The simplest way of assessing the astrometric accuracy in an image file is to compare the positions of point sources in the image with those of sources in a catalog of high astrometric accuracy. IRSA recommends overlaying sources from the 2MASS All-Sky Point Source Catalog on the image with the OASIS visualizer. It can be run as an applet in all common browsers (once the Java plug-in is installed). The OASIS Getting Started Guide describes how to upload the image and overlay the 2MASS point sources.

The National Virtual Observatory (NVO) has released two tools that will repair FITS files with misaligned astrometry - WCS Fixer, hosted by NOAO, and the WCS Correction Service, hosted by the University of Pittsburgh.

Validation of Spectra

1-D spectra may be served as either FITS or (preferred) ASCII tables (in IPAC table format).
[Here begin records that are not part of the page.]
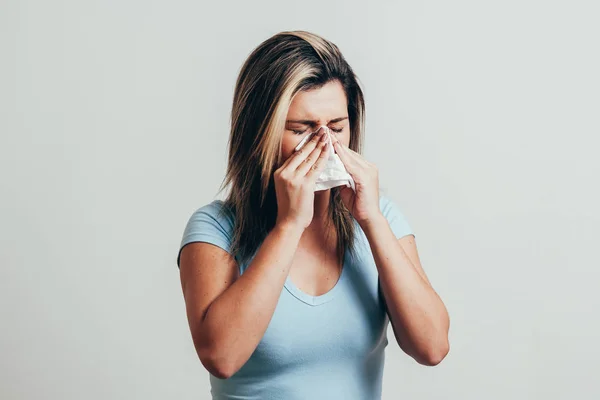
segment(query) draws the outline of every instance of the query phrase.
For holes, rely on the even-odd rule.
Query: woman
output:
[[[414,234],[360,155],[364,110],[352,69],[317,35],[279,33],[243,65],[228,196],[193,213],[178,256],[213,398],[378,399],[388,321],[417,362],[447,354]],[[315,191],[329,143],[354,188]]]

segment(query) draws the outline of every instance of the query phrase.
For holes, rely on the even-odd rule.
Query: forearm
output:
[[[237,371],[252,355],[273,316],[302,230],[276,226],[246,271],[209,307],[203,343],[220,369]]]
[[[437,364],[448,351],[449,319],[444,303],[412,265],[383,215],[363,230],[398,344],[419,363]]]

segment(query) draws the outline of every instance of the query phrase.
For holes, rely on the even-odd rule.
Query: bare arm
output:
[[[398,345],[423,365],[449,351],[449,317],[421,266],[413,235],[396,239],[381,215],[364,227]]]
[[[181,283],[196,351],[213,375],[227,378],[250,358],[275,311],[302,230],[277,226],[247,270],[225,250],[190,243],[181,252]]]
[[[335,150],[356,184],[356,192],[342,189],[342,200],[369,241],[396,341],[420,364],[439,364],[450,348],[450,319],[421,267],[414,236],[396,239],[382,214],[377,167],[339,142]]]
[[[239,276],[235,259],[208,243],[181,252],[180,275],[196,352],[219,378],[235,374],[262,339],[304,229],[313,218],[314,187],[328,156],[321,132],[274,173],[277,222]]]

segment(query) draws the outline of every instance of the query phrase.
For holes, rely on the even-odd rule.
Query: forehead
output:
[[[288,119],[337,118],[347,114],[348,102],[339,81],[331,81],[317,89],[301,91],[290,104]]]

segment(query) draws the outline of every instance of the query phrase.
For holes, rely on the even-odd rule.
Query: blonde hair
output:
[[[338,47],[306,31],[280,32],[252,51],[235,86],[227,173],[226,209],[235,216],[231,252],[250,257],[274,227],[277,200],[273,172],[281,161],[281,138],[294,96],[338,80],[348,101],[349,147],[362,150],[365,104],[362,89]],[[337,232],[338,255],[354,252],[355,225],[331,189],[329,217]]]

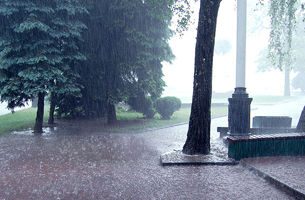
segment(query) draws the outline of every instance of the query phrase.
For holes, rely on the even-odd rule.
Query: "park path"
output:
[[[160,166],[186,128],[0,137],[0,198],[293,199],[240,165]]]
[[[292,104],[305,105],[280,108]],[[253,114],[275,115],[275,107]],[[226,152],[216,132],[226,123],[227,117],[212,120],[212,152]],[[295,199],[241,164],[160,166],[161,154],[182,148],[187,129],[118,134],[79,124],[49,128],[42,137],[0,136],[0,199]],[[245,162],[304,190],[304,157]]]

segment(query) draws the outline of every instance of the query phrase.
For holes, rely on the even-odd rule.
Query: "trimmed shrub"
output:
[[[165,120],[170,119],[180,108],[181,100],[177,97],[163,97],[156,101],[156,110]]]

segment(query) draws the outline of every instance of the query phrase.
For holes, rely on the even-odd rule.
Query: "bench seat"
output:
[[[305,133],[229,136],[228,156],[235,160],[265,156],[305,155]]]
Delivery in both formats is also acceptable. The slit center coordinate and position angle should be in the header as keywords (SLT_RA, SLT_DEC and SLT_PA). Coordinates should always be in decimal degrees (J2000), per the WCS standard. For validation purposes, 1-D ASCII spectra files can be handled as catalogs - please refer to "Validation of Tabular Data" above. To validate 1-D FITS spectra, please use "fverify" discussed above.

2-D spectra are best served as FITS images, and 3-D spectra are best served as FITS Data Cubes. Standard WCS information should be in the header. These files can be validated using "fverify" as discussed above.